The deal will see ACTRA member wage rates increase 1% for the first year of the agreement, 1.5% for year two, and 2% for the third. Extras will see an hourly wage increase of 9% over the course of the term, and members will receive a 1% increase in insurance (making it 5%) from producers. The parties have also agreed to cap on the producer’s maximum retirement contributions at a 32% increase over the term.
The negotiations lasted from March 24 to April 4, and reps from all three organizations say they went in fully intent on getting through it quickly to show the domestic and international industries that Canada has a very stable labor relations environment that hasn’t fallen apart with the tough times.
‘We started well in advance because we want to send a positive signal to the industry,’ says ACTRA national executive director Steven Waddell. ‘We also agreed to limit the number of proposals put on the table in order to help us get through the process and conclude with an agreement quickly.’
‘We all agreed, given the state of the economy and everything that’s going on, that it was extremely important to send a message to the world,’ says John Barrack, CFTPA national VP, industrial relations and council. ‘We’re open for business. This wasn’t the time for us to fight about things we might fight about another day.’
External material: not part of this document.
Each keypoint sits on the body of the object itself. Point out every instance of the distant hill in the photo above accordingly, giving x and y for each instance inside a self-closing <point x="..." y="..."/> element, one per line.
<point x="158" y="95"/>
Barrack says the CFTPA is pleased because in addition to having kept ACTRA wage rate increases low, the new deal creates incentives for new series work. APFTQ deputy executive director Mylene Alder agrees.
‘For the producers, stability is an intangible benefit,’ she says. ‘Producers know there is going to be a collective agreement enforced for the next three years, so if you want to plan a series you won’t have any problems.’
ACTRA is currently in the midst of ratifying the new agreement, working toward the return date of Aug. 27. It is also in the vote period for a similar agreement with the CBC that will see general increases in base rates of 1.5% for 2003 and 2.5% for 2004. The agreement also comes with a 1% contribution by the CBC to insurance and, if ratified, the deal would apply from July 1, 2003 to June 30, 2005. The results of the votes are due in early September.
The CFTPA has already accepted the terms outlined in the IPA agreement, and the APFTQ will hold its vote in the fall.